At the Agent Foundations conference at CMU,^[1] something seemed to shift, subtly at first. After I gave a talk -- roughly the same talk I had been giving for the past year -- I had an excited discussion about it with Scott Garrabrant. Looking back, it wasn't so different from previous chats we had had, but the impact was different; it felt more concrete, more actionable, something that really touched my research rather than remaining hypothetical. In the subsequent weeks, discussions with my usual circle of colleagues^[2] took on a different character -- somehow it seemed that, after all our diverse explorations, we had arrived at a shared space. (This is my own sense, which may not be shared by others.)

I wrote a paper for ILIAD over the summer, developing the ideas I got from that discussion with Scott.^[3] Writing this paper surprised me by bringing together several different ideas unexpectedly. Suddenly Scott's work on Finite Factored Sets and Cartesian Frames seemed not merely theoretically interesting -- not merely a great piece of work to observe from a slight distance -- but urgently interesting, like the beginning of a calculation I wanted to complete. I also surprised myself by bringing in some ideas from Critch's work on agent boundaries. The paper leaves much to be desired, but it is progress over my paper for last year's ILIAD.

My new paper also has some similarities to UDT 1.01. Diffractor's notion of "plannables vs observables" seems somewhat related to my notion of "internal observations vs external observations".

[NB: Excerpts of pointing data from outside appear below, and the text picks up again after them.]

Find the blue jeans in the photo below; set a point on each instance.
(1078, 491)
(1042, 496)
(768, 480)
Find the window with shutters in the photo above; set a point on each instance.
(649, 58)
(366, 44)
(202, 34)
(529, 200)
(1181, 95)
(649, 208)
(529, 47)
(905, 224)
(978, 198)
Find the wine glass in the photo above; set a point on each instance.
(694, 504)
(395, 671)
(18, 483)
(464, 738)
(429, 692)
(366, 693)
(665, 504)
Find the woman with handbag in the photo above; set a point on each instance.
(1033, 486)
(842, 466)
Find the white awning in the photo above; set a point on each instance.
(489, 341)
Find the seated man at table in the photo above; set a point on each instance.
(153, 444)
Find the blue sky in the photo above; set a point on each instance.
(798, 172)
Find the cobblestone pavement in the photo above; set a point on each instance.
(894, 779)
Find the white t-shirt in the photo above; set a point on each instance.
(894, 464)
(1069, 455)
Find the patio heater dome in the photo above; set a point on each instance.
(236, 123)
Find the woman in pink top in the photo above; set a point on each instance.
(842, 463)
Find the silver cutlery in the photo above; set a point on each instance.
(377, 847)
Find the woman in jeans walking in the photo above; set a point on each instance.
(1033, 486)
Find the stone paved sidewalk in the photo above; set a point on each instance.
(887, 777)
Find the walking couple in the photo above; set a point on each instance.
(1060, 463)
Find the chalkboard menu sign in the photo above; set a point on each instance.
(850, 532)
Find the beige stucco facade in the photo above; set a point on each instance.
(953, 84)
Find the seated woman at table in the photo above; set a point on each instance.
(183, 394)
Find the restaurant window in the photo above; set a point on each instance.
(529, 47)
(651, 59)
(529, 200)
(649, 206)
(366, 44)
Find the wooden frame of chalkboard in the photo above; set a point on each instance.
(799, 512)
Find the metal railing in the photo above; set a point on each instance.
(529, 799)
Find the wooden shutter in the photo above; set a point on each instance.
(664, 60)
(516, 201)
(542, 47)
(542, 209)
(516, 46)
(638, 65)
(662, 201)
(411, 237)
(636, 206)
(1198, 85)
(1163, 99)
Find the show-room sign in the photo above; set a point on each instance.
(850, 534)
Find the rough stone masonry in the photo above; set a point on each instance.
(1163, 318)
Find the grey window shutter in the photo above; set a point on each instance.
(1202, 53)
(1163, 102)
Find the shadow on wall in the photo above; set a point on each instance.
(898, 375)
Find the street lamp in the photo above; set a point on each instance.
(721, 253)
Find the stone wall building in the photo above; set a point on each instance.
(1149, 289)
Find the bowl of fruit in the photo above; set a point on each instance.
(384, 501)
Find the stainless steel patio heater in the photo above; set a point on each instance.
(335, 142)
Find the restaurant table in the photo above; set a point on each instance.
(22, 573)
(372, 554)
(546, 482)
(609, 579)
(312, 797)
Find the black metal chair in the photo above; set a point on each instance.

Sam Eisenstat also wrote a paper for this year's ILIAD: Condensation. I think this is an important paper. Sam's thinking on the nature of concepts has remained murky to me for several years; this paper brings some of those ideas to light, and I find the ideas to be quite interesting. More importantly for the narrative of this essay, the technical work is an extension of John Wentworth's work on Natural Abstractions -- Sam has some philosophical disagreements with John & considers Condensation to be reaching in a different direction, but on a mathematical level, it is (from my limited perspective, at least) a leap forward in John's program. Again I have this feeling: I've abstractly considered John's work "interesting" for some years, but Sam's paper has made John's work urgently interesting, actionable, compelling, imminently related to other things I want to do.

Sam's ILIAD paper and mine have some similarities. We both work in a sort of algebra of random variables. Sam defines morphisms over random variables, to form a category. I instead took inspiration from finite factored sets and some of Scott's earlier (unpublished) work leading up to finite factored sets, and modeled random variables as partitions, rather than the more standard definition used by Sam. I think Sam's choice was the better one, and I'm interested in trying to reformulate (and improve) my ideas in his formalism. This seems quite exciting: representing agents in a framework which also has tools for representing reasons for choices between ontologies. Optimistically, this could lead to a rich picture of when-it-makes-sense-to-model-something-as-an-agent.

Steve Petersen also seemed excited about paradigm convergence at ILIAD, expressing excitement about trying to bring together all the theories of abstraction (Sam's "Condensation", Daniel Dennett's "Real Patterns", John's "Natural Abstractions"/"Natural Latents", and Steve's own formalization of abstraction). (Hopefully I'm fairly representing Steve here.)

It is difficult to talk about an idea that is as of yet only glimpsed murkily, a vague pattern in the convergence of some lines of thinking. I have spoken mainly of my experiences, not the conjectured point of convergence. A proper development of these ideas would take many more pages, and perhaps years. But this is the season of Inkhaven, and I am writing short posts like this to get ideas out. Hopefully I will write about more pieces of the developing picture as the month goes on.

^{^}
Another related experience I had at CMU was several discussions with Cole Wyeth, which brought us closer to a shared perspective. We've been maintaining contact since then.
^{^}
I here refer to Scott Garrabrant, Sam Eisenstat, and TJ. While Sahil is also in my usual circle, what he is up to still feels distinct, not (yet) a part of this feeling of convergence. On the other hand, Sahil's thinking does have significant overlap with TJ and with Steve Petersen.
^{^}
I should note that I did not develop his ideas in the way he intended them; he has since explained significant differences in his intended idea. I continue to be interested in both versions of the idea.